In this study, we aimed to investigate Macaca fascicularis CHIA (Mf-CHIA) and found that it maintained high chitinolytic activity under a broad range of pH and thermal conditions. We also discuss whether or not this enzyme is suitable for agricultural, biomedical and industrial purposes.
Preparation of recombinant CHIA
The preparation of Mus musculus CHIA (Mm-CHIA) as a fusion protein (Protein A-Mm-CHIA-V5-His) using the pEZZ18 system in E. coli has been described previously33. Here, we expressed Mf-CHIA using the same protocol (Fig. 1a and Supplementary Fig. S1). The estimated size for Protein A-Mf-CHIA or Mm-CHIA-V5-His is 68 kDa.
The recombinant Mf-CHIA and Mm-CHIA enzymes were analyzed by SDS–polyacrylamide gel electrophoresis (PAGE), followed by Western blot using an anti-V5 antibody. We detected the proteins as major and minor bands of around 68 and 55 kDa, respectively (Fig. 1b and Supplementary Fig. S2). The signal intensities of both bands were equal between Mf-CHIA and Mm-CHIA (Supplementary Fig. S3) and zymographic analysis revealed chitinolytic activity in all of them (Fig. 1c and Supplementary Fig.S4). This suggests that the obtained protein samples contain full length (Protein A-CHIA-V5-His, 68 kDa) and truncated form (CHIA-V5-His, 55 kDa) of the recombinant molecules.

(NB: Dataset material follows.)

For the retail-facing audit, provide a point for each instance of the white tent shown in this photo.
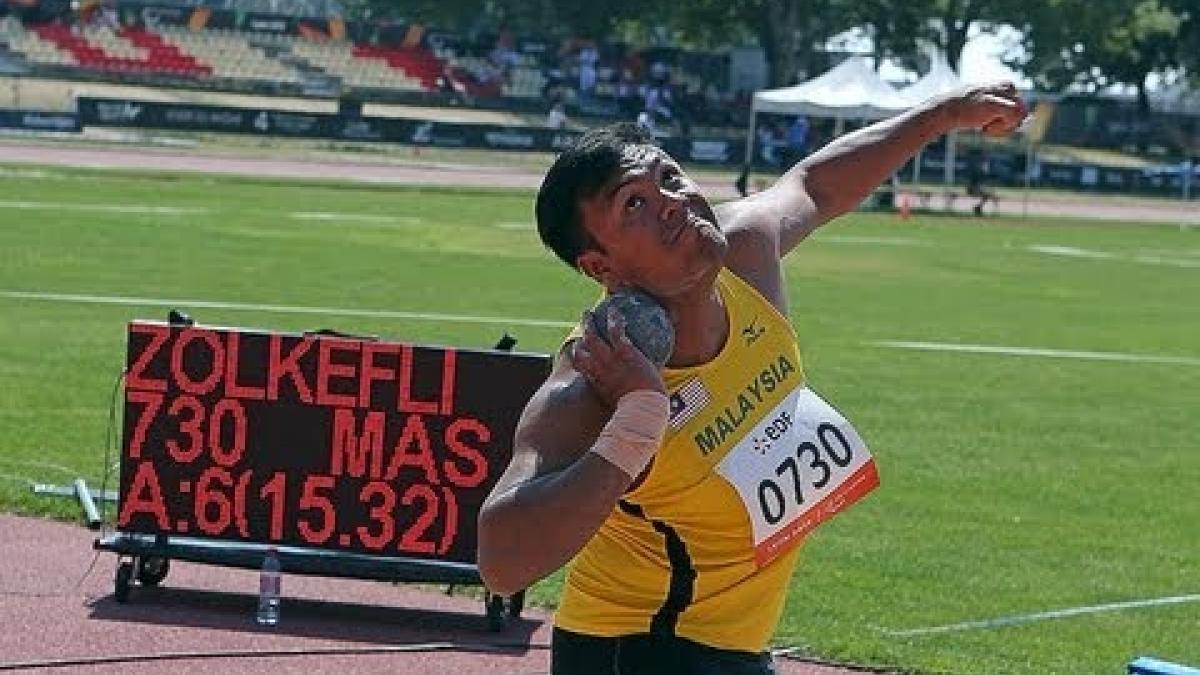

The gel with separated samples was also stained by SYPRO Ruby (Fig. 1d and Supplementary Fig. S5), detecting additional bands not visible by Western blot. We considered the bands around 55 kDa with chitinolytic activity as truncated CHIA forms. They may have contained contaminating proteins unrelated to CHIA with no chitinolytic activity. After obtaining Protein A-Mf-CHIA-V5-His sample by IgG Sepharose separation, we attempted to further purify the recombinant protein using anion change chromatography. However, this step markedly reduced the protein yield while not providing additional improvement. Thus, Mf-CHIA and Mm-CHIA were prepared simply by IgG Sepharose columns and used as mixture proteins in this study.
pH dependence of Mf-CHIA activity
To gain insight into the functioning of E. coli-expressed Mf-CHIA, we first examined its chitinolytic activity using 4-nitrophenyl N,N′-diacetyl-β-D-chitobioside [4-NP-(GlcNAc)2] chromogenic substrate at different pH in 0.1 M Gly-HCl (pH 1.0–3.0) or McIlvaine’s (pH 2.0–8.0) buffers for 60 min at 37 °C. We set the concentration of the enzymes to provide a 20% rate of substrate consumption as compared to the initial solution (Supplementary Fig. S6). The resulting Mf-CHIA and Mm-CHIA concentrations in the reactions were 32.82 ng/μL and 35.57 ng/μL, respectively. The chitinolytic activities were expressed with subtraction of the background obtained in blank experiments with no enzymes.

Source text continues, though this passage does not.